I would consider removing it and have peace of mind, especially if I had my kids living there.
 
I just had my floor abated, that was a project I didn't want. If I could have easily removed tiles without breaking them I would have for sure handled them myself. You need to check with your state on disposal rules. In my case only certain dumps will handle it and you need the right paperwork but homeowners are allowed to do it.

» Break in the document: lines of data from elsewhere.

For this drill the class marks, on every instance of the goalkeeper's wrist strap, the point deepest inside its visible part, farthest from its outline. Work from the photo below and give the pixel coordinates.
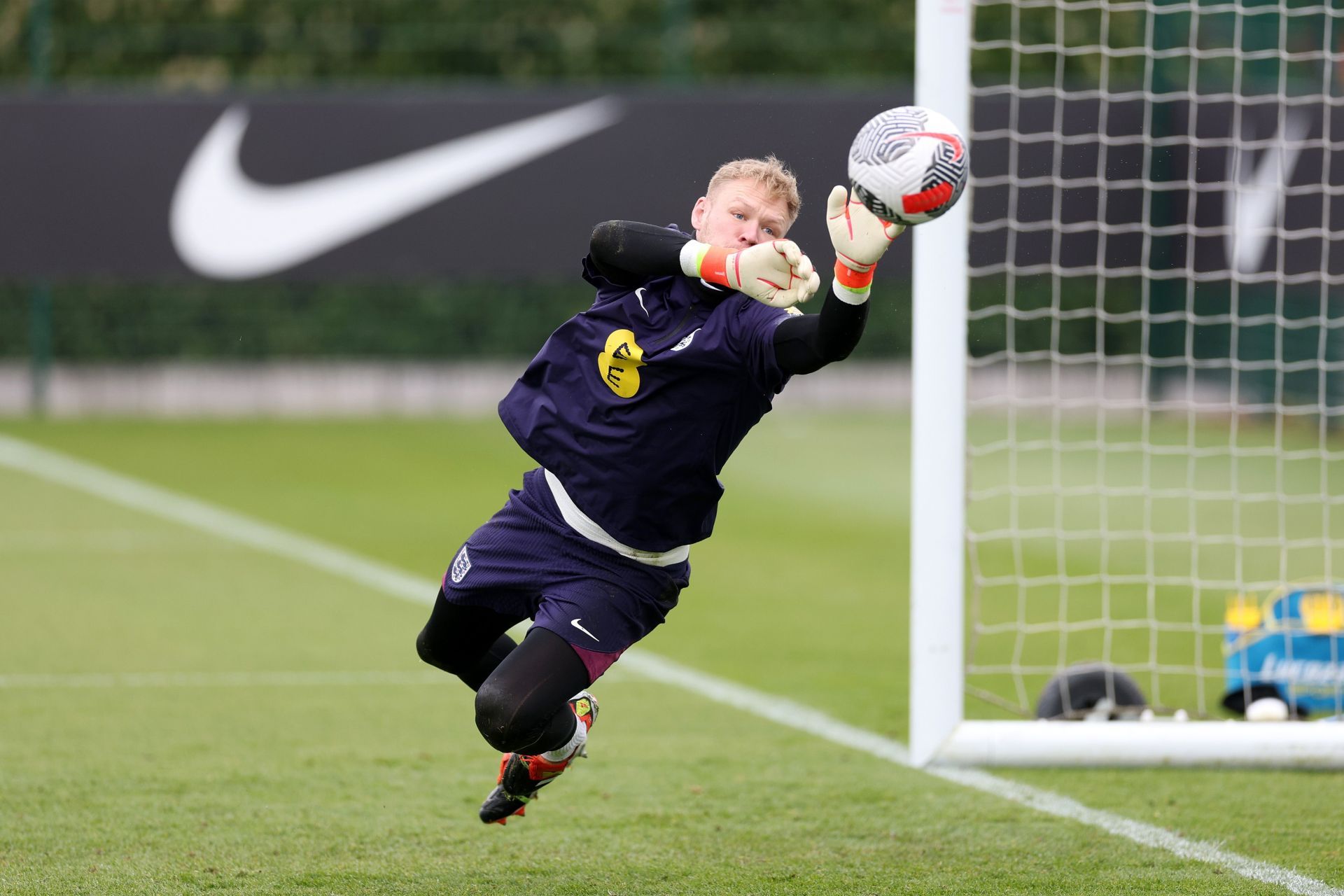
(853, 280)
(706, 261)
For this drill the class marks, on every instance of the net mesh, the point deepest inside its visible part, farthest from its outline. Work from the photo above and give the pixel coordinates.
(1156, 333)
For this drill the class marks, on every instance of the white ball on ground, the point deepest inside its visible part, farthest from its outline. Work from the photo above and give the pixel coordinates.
(1266, 710)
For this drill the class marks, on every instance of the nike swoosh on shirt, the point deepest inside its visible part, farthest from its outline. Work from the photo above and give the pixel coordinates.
(227, 226)
(575, 624)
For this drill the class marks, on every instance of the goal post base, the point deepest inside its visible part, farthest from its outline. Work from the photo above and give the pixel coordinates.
(1284, 745)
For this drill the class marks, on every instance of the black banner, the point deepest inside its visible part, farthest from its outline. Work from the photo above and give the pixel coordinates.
(386, 186)
(508, 184)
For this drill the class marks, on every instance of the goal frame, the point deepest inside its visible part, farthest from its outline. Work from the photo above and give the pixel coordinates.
(939, 729)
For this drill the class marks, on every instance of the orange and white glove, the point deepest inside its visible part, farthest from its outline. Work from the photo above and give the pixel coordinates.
(776, 273)
(860, 239)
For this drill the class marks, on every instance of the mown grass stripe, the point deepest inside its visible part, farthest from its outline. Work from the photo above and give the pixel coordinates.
(226, 524)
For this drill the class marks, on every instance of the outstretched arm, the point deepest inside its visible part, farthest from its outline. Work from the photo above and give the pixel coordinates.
(860, 239)
(776, 273)
(626, 251)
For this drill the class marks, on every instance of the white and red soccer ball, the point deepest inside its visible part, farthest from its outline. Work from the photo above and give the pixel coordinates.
(909, 166)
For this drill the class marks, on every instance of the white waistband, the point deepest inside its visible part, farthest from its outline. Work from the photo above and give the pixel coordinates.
(582, 524)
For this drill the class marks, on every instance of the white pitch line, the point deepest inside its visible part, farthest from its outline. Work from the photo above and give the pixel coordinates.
(235, 527)
(217, 679)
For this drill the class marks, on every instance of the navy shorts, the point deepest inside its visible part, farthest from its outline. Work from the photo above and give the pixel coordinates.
(528, 564)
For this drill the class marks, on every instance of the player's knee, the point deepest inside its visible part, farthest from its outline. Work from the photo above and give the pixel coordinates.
(499, 720)
(432, 653)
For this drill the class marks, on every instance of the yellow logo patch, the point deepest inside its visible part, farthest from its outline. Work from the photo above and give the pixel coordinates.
(620, 363)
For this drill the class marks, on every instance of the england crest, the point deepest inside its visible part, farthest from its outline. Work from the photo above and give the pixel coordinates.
(461, 566)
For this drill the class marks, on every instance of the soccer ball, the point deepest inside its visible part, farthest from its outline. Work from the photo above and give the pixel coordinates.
(909, 166)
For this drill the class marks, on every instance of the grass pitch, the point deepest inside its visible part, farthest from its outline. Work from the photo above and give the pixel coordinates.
(183, 715)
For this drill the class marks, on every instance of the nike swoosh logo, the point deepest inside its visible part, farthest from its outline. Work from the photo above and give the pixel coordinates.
(227, 226)
(946, 139)
(1250, 206)
(575, 624)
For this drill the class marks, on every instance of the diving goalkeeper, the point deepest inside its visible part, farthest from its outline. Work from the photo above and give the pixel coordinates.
(631, 410)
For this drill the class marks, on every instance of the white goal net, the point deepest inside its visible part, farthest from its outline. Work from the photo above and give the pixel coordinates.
(1155, 419)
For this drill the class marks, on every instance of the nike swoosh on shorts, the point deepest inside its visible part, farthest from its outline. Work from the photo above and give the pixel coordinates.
(227, 226)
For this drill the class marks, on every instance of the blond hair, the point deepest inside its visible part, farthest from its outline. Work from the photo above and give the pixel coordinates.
(768, 172)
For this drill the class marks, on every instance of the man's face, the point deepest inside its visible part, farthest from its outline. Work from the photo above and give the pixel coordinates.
(738, 214)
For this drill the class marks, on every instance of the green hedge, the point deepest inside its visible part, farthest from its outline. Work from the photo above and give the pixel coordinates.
(211, 321)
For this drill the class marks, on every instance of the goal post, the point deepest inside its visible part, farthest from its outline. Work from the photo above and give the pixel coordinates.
(1128, 381)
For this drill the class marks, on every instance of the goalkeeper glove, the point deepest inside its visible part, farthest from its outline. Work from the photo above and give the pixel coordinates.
(776, 273)
(860, 238)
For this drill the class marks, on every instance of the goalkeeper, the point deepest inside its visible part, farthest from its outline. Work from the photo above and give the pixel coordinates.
(631, 409)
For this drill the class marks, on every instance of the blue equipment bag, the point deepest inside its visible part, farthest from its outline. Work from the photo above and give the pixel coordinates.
(1291, 647)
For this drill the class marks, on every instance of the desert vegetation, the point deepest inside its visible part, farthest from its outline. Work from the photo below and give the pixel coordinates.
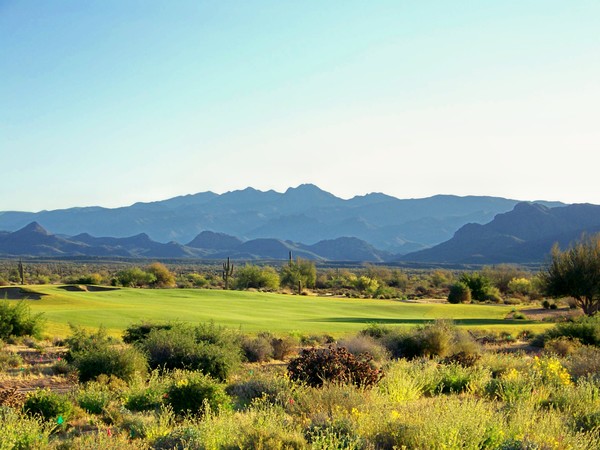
(174, 385)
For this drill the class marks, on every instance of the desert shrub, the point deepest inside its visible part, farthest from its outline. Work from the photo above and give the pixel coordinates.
(133, 277)
(399, 384)
(82, 341)
(545, 304)
(258, 349)
(456, 378)
(583, 362)
(102, 440)
(520, 286)
(376, 330)
(93, 397)
(22, 432)
(123, 363)
(138, 332)
(256, 277)
(338, 433)
(48, 405)
(207, 349)
(16, 320)
(585, 329)
(10, 359)
(188, 392)
(463, 358)
(90, 278)
(146, 395)
(478, 283)
(438, 339)
(283, 347)
(270, 389)
(315, 366)
(493, 295)
(561, 346)
(459, 293)
(163, 277)
(362, 344)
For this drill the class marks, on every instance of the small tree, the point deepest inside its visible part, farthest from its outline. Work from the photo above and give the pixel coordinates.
(576, 273)
(251, 276)
(227, 273)
(163, 276)
(459, 293)
(299, 274)
(478, 283)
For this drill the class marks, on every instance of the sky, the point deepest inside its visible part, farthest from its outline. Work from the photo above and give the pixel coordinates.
(110, 102)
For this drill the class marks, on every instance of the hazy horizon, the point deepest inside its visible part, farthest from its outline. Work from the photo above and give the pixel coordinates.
(111, 103)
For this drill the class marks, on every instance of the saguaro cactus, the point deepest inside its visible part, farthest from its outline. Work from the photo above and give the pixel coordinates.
(227, 273)
(21, 272)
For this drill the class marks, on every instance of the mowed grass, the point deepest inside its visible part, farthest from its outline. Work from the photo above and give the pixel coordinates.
(253, 311)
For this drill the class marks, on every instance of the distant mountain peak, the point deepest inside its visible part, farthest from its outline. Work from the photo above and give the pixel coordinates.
(33, 227)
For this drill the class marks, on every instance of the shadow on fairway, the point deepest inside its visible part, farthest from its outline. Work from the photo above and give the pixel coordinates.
(18, 293)
(387, 321)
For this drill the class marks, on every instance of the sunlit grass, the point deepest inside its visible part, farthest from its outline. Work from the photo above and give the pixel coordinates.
(254, 311)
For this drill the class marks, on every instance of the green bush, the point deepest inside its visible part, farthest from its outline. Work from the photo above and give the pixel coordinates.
(205, 348)
(138, 332)
(258, 349)
(272, 389)
(10, 360)
(362, 344)
(283, 347)
(190, 391)
(48, 405)
(478, 283)
(123, 363)
(16, 320)
(82, 341)
(438, 339)
(584, 329)
(93, 397)
(255, 277)
(459, 293)
(316, 366)
(22, 432)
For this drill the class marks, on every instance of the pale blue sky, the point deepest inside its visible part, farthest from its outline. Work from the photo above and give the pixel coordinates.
(112, 102)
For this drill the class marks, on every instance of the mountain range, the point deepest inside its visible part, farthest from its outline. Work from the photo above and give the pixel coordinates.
(304, 214)
(308, 222)
(525, 234)
(34, 240)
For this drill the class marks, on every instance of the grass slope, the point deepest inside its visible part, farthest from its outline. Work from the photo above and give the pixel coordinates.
(251, 311)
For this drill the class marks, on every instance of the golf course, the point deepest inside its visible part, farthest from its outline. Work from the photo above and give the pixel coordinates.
(117, 308)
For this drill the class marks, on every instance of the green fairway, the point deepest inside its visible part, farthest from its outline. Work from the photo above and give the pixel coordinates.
(252, 311)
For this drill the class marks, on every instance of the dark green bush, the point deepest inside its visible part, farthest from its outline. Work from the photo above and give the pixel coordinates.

I watched the guys do mine and. The main fancy thing they had was a negative pressure machine but they were cutting mine up with a circular saw. If you are sure you can get them out whole you should be good with tyvec and a p100 respirator that is properly fit. Wetting them is an extra step that can help. Picking them up isn't the problem its any particles. My stuff they bagged in thick plastic and sealed the plastic with this tape:https://amzn.to/2TjS1yu

One thing I thought that was interesting from talking to the lady who did the clearance on my house after abatement was asbestos is all around us in the earth, it is only a certain size airborne fiber-form particle that is the problem. .
 
Sorry I was reading too fast, I was thinking ceiling tiles for some reason. The floor stuff you have to watch out for because its usually the paper backing which is glued to your underlayment. In my case the fastest thing to do was pull up the underlayment. Luckily it wasn't glued and screwed just nailed.
For floor you probably want to do it all, wet it, plastic off the room, bag it, tape it, P100, tyvec suit.